В обеденный перерыв он сидел в кабинете Штробла. Входили монтажники, мастера, технологи, отчитывались перед Штроблом или выслушивали его немногословные — два-три предложения — указания, что и где сделать. Штробл сначала терпеливо принимал их всех, но не выдержал и потребовал от сидящей в крохотной приемной и медленно выстукивающей что-то на машинке секретарши:

— Не могли бы вы, фрау Кречман, минут на десять поставить плотину посреди этого потока?

Но добился лишь того, что лицо ее принимало кислое выражение и острые плечи приподнимались, когда монтажники, не обращая внимания на ее слабое сопротивление, проходили мимо нее в кабинет.

Шютц, который успел тем временем обойти почти всех знакомых, получил теплую спецовку и каску, сел на единственный стул, стоявший у стола прямо перед переполненной пепельницей, и наблюдал за входившими и выходившими из кабинета людьми. Заместитель Штробла, Гасман, в чем-то убеждал его, докладывая о важнейших событиях последних дней, не забыв упомянуть и о несвоевременном выходе на работу Вернфрида. Вел он себя недопустимо и сказал ему, Гасману, в лицо, что вообще не намерен с ним разговаривать. Штробл отмахнулся.

— Знаю. У тебя все? Тогда пока.

Он выпроводил Гасмана и закрыл за ним дверь на ключ, чтобы побыть, наконец, несколько минут наедине с Шютцем.

Юрий на стройке вот уже несколько месяцев. Он один из почти двухсот советских специалистов, в основном сварщиков, которые прибыли сюда с началом монтажа оборудования. Перед Штехлином Юрий уезжал в Ново-Воронеж, а из Ново-Воронежа его направили в Бодден.

— Если посчитать, сколько людей за эти годы работали с Юрием и учились у него, получится целая армия сварщиков высшего класса, — говорил Штробл. — Сварщиков из его группы послали из Ново-Воронежа в Козлодуй, в Болгарию, его — к нам, других — в Венгрию, третьих — в Чехословакию. Мне Зинаида рассказывала. Из Юрия ты слова не вытянешь, улыбается только. Когда его спросишь, закатит папиросу в угол рта и улыбается.
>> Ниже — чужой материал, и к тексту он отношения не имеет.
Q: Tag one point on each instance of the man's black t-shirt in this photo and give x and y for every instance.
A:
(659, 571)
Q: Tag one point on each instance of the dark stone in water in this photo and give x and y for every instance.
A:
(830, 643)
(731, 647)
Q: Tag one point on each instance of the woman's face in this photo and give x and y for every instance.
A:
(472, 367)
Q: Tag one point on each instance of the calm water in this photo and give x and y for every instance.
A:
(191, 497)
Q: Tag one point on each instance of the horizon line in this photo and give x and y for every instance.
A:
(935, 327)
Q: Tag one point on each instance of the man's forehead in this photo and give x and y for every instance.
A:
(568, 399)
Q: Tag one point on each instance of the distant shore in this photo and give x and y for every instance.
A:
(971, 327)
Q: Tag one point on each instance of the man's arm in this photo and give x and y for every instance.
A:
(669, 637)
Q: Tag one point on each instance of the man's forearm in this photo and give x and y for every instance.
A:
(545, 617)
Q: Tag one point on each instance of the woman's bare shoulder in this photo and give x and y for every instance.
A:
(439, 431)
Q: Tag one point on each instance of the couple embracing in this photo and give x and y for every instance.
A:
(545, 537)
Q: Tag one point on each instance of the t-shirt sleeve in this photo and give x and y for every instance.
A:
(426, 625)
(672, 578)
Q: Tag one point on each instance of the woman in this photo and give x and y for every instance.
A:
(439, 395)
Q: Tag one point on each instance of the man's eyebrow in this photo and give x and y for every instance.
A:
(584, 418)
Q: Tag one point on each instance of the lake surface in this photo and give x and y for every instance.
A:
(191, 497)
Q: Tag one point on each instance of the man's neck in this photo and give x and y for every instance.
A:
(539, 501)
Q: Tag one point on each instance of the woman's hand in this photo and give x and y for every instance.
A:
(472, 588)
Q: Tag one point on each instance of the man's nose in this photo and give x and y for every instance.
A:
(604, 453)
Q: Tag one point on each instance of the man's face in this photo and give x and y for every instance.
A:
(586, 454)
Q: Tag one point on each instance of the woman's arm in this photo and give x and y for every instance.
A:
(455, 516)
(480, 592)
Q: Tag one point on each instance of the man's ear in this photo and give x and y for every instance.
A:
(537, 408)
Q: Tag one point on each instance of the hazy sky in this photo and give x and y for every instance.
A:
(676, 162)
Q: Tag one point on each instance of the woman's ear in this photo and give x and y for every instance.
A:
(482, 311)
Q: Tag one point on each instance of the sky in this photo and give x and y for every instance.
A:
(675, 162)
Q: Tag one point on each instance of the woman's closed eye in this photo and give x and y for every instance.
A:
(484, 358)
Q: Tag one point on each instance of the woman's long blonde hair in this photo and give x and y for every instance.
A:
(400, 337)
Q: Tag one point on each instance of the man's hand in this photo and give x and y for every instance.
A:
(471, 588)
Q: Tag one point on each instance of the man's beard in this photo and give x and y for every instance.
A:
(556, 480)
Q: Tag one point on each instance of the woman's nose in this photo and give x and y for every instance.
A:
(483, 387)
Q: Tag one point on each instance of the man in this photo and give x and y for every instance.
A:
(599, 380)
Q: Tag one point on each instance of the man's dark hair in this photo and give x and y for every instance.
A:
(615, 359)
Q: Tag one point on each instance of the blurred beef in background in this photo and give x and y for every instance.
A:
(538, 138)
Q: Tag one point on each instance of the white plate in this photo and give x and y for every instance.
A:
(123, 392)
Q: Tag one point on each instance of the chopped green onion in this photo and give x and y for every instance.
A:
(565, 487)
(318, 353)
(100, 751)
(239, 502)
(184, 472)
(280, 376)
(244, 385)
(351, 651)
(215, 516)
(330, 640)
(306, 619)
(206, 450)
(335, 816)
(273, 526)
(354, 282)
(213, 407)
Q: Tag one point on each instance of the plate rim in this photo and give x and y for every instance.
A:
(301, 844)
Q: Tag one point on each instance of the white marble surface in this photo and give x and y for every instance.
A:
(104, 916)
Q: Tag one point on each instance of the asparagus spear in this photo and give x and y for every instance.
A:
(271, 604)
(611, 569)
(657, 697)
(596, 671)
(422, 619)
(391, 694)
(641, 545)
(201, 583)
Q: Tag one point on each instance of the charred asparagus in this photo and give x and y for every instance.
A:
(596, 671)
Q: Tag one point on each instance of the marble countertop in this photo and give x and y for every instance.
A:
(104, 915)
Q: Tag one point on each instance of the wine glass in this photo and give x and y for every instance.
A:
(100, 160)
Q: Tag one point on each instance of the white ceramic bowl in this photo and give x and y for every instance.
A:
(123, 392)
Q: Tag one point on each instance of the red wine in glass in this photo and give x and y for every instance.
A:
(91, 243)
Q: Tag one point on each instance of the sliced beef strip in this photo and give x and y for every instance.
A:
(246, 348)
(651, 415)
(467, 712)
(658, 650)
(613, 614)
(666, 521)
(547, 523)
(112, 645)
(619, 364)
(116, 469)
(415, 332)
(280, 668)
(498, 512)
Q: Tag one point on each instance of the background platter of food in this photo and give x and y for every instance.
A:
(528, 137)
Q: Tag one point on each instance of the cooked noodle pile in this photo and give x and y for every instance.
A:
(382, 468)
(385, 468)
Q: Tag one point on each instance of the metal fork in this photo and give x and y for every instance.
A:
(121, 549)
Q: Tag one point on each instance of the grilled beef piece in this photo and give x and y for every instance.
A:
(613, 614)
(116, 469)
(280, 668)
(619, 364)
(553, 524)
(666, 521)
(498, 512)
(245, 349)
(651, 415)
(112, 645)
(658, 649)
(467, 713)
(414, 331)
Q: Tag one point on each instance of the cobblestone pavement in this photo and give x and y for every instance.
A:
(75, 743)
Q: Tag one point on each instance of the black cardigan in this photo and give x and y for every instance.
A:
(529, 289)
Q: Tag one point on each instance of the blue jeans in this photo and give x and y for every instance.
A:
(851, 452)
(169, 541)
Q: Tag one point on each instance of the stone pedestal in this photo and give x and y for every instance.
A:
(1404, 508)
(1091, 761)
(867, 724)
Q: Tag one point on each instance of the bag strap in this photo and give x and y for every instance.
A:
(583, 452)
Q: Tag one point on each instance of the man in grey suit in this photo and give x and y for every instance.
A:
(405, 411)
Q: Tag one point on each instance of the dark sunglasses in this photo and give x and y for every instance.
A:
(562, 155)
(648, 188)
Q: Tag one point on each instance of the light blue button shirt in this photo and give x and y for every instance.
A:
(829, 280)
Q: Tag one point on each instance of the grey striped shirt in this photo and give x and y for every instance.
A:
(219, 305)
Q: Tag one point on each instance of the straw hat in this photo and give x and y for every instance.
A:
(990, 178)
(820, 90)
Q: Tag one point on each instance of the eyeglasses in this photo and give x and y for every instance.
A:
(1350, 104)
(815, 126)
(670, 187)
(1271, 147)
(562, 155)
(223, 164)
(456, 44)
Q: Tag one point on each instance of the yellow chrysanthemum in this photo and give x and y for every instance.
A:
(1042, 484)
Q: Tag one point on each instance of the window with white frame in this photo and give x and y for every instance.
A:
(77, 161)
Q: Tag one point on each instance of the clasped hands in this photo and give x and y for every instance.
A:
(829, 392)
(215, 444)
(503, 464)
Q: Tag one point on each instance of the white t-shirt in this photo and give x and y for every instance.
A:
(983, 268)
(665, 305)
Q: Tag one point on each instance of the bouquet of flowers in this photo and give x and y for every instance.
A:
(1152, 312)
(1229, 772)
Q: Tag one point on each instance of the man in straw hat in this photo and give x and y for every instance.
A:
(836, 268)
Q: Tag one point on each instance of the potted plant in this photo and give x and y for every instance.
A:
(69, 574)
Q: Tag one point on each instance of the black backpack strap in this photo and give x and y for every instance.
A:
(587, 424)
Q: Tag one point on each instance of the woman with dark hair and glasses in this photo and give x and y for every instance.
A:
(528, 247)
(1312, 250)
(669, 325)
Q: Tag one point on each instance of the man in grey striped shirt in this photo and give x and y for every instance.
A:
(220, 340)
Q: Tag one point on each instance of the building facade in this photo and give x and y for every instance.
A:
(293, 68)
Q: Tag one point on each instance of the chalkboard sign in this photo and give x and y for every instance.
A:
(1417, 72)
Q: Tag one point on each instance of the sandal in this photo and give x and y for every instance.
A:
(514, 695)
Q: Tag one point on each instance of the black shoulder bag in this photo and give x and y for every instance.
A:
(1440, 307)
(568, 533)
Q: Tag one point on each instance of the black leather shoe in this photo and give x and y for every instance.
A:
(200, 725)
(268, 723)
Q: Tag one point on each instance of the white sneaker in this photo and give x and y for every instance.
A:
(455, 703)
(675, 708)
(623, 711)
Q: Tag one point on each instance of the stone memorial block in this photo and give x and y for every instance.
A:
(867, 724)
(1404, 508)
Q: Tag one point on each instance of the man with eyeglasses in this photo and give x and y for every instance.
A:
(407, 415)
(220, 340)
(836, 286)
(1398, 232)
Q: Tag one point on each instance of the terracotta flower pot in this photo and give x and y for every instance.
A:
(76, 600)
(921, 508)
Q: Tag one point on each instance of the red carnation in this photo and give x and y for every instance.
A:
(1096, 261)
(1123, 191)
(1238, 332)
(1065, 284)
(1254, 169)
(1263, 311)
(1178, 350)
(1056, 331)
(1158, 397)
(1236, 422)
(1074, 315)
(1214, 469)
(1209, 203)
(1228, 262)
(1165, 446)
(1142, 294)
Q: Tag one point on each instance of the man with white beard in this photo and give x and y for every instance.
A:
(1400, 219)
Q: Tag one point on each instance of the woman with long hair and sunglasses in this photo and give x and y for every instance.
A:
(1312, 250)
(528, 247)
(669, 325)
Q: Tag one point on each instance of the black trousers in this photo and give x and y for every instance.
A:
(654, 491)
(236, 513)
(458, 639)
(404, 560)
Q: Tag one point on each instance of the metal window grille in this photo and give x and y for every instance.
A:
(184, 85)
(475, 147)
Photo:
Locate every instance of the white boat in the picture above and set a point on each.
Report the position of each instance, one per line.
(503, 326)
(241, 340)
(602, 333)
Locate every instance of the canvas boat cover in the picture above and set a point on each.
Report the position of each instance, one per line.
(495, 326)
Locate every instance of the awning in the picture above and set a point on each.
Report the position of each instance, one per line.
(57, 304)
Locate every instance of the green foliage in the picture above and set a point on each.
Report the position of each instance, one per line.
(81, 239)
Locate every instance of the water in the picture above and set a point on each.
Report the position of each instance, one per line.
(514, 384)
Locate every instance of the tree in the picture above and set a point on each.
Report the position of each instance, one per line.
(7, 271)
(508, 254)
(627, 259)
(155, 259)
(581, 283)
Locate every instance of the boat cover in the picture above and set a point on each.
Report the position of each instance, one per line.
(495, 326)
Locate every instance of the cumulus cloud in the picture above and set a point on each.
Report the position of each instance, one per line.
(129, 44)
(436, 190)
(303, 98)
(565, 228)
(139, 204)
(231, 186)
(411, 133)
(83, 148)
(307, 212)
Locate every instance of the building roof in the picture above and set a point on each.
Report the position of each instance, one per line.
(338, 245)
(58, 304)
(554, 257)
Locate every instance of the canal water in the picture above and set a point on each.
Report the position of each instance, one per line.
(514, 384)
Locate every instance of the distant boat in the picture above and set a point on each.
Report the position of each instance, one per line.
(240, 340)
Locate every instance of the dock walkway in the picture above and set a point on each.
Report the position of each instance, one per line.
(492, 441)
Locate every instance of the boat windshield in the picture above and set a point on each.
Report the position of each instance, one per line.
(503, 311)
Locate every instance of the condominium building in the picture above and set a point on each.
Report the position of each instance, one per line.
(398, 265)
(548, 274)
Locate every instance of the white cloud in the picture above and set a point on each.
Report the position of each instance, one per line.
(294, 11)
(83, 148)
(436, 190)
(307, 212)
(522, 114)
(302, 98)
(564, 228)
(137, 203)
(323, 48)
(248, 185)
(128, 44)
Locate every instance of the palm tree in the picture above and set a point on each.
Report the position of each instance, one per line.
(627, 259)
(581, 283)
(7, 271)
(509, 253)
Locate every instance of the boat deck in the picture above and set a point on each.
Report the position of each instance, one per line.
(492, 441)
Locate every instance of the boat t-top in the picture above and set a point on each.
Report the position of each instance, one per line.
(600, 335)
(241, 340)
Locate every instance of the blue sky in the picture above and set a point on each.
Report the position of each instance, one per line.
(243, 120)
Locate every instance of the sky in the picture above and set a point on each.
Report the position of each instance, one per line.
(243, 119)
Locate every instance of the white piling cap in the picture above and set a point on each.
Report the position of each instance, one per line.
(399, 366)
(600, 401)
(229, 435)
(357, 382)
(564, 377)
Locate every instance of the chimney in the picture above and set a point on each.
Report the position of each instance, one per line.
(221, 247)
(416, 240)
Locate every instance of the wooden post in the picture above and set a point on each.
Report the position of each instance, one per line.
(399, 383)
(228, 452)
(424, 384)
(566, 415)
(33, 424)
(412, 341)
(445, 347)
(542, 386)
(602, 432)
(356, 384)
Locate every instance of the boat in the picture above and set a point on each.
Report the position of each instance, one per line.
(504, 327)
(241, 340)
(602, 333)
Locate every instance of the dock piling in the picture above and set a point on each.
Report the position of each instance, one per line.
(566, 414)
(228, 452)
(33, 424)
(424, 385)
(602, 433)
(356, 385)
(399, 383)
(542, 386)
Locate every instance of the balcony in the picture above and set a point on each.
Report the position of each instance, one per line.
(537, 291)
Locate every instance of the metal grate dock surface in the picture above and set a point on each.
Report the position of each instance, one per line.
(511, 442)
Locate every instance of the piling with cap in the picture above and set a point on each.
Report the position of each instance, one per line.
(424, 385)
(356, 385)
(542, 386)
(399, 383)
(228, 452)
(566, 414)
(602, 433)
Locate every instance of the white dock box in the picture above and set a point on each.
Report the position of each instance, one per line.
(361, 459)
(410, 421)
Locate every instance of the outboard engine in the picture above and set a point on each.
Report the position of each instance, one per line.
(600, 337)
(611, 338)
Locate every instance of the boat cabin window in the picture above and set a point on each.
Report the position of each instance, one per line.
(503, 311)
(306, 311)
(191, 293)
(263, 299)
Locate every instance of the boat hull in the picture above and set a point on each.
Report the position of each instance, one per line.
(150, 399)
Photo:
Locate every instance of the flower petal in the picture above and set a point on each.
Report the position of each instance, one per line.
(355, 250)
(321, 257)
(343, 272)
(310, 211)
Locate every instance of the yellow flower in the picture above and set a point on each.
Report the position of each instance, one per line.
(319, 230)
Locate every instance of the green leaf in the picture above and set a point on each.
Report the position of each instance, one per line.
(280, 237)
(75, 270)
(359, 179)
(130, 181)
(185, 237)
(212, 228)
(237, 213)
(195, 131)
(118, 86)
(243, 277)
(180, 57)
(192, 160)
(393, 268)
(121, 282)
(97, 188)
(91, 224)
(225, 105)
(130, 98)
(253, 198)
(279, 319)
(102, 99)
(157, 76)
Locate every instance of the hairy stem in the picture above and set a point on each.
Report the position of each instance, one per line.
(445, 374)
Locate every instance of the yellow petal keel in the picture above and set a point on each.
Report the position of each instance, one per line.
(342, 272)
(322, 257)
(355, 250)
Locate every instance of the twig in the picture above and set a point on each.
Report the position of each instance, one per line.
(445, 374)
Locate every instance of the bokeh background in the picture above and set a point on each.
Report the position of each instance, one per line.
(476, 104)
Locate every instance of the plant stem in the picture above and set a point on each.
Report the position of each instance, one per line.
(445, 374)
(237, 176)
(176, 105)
По-немецки до сих пор говорить не научился, но всегда рад за каждого, у кого получается «корошо».

Зинаида встретилась с Юрием в Боддене, они давно не виделись, и она, говорят, так целовала его, что тот еле отдышался. Зато с Саши, русоголового Саши, она все эти годы глаз не спускала. И когда сдавала экзамены на переводческом факультете в Москве, и после. На нее рассчитывали в Москве, в СЭВе, но она поехала в Ново-Воронеж, а оттуда с Сашей в Бодден.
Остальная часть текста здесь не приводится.